Hydrodynamic Environment and Ecosystem Diversity at two Deep-Sea Marine Protected Areas in Southern Biscay
Cesar González-Pola1, Gregory N Ivey2, Nicole L Jones3, Francisco Sanchez1, Samuel Maurice Kelly4, Cynthia Bluteau3 and Raquel Somavilla1, (1)Spanish Institute of Oceanography, Spain, (2)University of Western Australia, Crawley, Australia, (3)University of Western Australia, Crawley, WA, Australia, (4)University of Minnesota Duluth, Duluth, MN, United States
Abstract:
Two nearby offshore deep sea areas in Southern Bay of Biscay (northern Spain), hosting valuable ecosystems, have been recently declared marine protected areas. The first one is Le Danois Bank, a seamount-like feature connected to the continental shelf by a saddle. The second one is the Aviles Canyon System (ACS) that breaks the continuity of the northern Spanish continental shelf. A number of observational multidisciplinary programs carried out within the last decade allowed a detailed identification of habitats and biological communities. As a long-term goal these programs aimed to understand the ecosystem functioning as a whole with the implicit focus in associated circulation and dynamics. The observational record includes deep sea photogrametry as well as standard hydrography and long-term mooring lines. A lander system provided high-frequency currents and thermal structure tens meters above bottom together with time lapse photographs at selected sites.
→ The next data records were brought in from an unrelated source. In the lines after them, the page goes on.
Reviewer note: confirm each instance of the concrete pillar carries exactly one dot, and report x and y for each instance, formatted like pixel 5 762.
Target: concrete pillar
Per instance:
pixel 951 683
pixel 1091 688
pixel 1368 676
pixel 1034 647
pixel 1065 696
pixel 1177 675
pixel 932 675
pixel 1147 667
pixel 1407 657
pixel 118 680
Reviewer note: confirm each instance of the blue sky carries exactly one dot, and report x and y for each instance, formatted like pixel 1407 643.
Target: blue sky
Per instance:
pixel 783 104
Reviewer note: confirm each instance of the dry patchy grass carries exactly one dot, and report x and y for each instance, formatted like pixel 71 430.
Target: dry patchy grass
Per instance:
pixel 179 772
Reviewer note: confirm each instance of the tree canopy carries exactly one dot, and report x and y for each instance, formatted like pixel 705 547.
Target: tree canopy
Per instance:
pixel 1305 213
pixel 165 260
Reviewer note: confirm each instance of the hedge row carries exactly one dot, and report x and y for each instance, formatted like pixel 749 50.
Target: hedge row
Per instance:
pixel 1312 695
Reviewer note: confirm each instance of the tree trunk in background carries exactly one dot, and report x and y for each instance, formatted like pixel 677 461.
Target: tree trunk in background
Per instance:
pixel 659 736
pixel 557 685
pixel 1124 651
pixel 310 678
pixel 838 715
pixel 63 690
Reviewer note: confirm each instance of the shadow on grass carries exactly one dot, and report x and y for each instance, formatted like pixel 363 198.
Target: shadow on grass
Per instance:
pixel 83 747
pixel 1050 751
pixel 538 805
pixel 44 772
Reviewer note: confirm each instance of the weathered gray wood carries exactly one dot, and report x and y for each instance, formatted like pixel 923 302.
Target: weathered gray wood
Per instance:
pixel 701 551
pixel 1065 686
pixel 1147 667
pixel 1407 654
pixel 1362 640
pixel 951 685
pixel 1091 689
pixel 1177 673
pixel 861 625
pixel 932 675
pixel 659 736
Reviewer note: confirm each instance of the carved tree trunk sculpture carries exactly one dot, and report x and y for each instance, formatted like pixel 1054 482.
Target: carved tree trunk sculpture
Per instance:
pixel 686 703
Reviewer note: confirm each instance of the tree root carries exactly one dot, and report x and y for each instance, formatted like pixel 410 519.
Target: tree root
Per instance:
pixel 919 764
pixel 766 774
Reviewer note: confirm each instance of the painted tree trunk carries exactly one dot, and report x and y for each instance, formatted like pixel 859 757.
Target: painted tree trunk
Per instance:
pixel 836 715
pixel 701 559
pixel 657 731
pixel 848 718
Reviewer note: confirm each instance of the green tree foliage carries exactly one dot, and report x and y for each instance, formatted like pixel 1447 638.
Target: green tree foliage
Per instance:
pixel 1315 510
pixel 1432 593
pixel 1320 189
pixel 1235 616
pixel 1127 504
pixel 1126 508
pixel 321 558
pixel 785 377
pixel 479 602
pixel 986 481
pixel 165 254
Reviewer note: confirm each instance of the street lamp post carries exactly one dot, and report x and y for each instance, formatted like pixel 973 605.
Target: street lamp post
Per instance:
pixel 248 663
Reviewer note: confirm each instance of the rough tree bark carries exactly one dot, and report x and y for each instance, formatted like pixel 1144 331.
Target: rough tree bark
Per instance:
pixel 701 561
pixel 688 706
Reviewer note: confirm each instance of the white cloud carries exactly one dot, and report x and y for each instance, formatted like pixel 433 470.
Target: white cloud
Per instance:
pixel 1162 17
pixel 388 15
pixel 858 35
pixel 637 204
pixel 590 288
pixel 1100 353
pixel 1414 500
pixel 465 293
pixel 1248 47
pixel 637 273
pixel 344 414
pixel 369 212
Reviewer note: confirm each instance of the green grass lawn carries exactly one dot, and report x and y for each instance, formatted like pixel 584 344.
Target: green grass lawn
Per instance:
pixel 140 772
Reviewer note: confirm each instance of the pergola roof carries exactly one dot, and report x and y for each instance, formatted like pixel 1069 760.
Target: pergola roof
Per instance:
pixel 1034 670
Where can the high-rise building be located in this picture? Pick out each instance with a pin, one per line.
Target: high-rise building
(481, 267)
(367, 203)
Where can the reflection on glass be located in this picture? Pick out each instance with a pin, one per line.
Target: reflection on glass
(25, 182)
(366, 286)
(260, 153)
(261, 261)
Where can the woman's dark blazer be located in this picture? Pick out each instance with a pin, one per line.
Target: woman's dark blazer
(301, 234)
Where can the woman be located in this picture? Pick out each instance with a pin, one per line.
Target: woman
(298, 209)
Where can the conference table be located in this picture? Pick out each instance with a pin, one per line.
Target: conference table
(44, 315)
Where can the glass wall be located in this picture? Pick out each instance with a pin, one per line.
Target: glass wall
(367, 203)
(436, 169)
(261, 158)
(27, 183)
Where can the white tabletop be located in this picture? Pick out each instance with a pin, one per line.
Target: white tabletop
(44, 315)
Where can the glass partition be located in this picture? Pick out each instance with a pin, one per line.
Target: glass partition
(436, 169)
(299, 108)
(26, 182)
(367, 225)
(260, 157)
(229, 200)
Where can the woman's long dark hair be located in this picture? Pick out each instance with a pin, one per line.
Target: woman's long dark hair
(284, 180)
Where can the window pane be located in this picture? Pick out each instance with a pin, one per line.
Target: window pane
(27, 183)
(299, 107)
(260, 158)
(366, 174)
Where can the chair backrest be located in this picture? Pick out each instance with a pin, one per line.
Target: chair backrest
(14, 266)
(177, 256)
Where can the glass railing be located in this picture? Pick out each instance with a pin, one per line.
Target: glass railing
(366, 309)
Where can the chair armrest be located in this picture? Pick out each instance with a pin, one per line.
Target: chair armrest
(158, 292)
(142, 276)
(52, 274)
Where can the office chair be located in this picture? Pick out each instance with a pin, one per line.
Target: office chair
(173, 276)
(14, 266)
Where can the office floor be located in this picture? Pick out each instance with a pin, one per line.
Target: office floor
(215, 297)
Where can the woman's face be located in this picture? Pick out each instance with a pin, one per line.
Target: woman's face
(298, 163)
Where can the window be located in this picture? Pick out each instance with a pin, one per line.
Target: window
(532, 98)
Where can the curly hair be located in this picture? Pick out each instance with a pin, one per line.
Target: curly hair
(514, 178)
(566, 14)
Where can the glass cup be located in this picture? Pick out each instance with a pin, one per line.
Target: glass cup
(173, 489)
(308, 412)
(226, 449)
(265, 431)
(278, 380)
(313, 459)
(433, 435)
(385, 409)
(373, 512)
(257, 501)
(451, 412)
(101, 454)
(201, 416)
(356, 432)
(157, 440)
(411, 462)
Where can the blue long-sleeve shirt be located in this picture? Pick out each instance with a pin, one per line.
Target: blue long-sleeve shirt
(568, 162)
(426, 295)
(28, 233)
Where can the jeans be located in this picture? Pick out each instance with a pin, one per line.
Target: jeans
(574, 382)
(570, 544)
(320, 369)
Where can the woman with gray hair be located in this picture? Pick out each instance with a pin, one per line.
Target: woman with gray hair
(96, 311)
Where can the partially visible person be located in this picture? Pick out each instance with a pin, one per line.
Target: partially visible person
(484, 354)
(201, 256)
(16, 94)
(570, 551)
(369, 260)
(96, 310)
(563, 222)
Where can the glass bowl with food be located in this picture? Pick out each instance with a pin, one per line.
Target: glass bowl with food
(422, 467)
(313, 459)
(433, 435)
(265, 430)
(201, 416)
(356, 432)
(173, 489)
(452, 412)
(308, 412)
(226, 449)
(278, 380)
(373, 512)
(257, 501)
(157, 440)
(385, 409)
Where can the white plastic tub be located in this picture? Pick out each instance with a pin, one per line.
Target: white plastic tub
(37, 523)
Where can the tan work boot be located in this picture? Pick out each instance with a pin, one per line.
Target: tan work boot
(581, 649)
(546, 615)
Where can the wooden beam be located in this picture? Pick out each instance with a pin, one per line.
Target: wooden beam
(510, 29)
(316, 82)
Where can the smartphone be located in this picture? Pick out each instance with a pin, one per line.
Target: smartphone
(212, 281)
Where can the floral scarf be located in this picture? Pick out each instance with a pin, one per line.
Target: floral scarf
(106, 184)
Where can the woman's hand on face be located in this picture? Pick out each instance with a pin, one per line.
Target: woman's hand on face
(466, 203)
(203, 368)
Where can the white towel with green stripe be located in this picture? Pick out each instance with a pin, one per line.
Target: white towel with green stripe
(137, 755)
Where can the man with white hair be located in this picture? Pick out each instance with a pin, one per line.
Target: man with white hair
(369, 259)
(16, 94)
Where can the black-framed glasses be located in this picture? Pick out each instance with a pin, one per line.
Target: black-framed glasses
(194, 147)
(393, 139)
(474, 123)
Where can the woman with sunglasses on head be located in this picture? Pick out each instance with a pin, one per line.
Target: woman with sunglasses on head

Different characteristic habitats from sedimentary to rocky, associated with different fisheries, were described both in Le Danois Bank and the ACS. These include sponge aggregations and deep water corals. Noteworthy structured coral reefs only appeared in a relatively small area in one of the tributaries of the ACS (La Gaviera Canyon), where local near-bottom currents were stronger than anywhere else in the region. The development and violent breaking of an internal tidal bore was the main feature of such hotspot. Analytic estimates confirmed that La Gaviera is the only canyon were large patches of the seafloor are critical or near-critical to the semidiurnal internal tide and nearby upper flanks show also large patches of critical seafloor and large body forcing. A year-long near-bottom current record captured the development of three benthic storms, events lasting several days in which currents increases up to 3-fold the tidal max speeds and direction swings rapidly, losing the uniformity of tidal regime.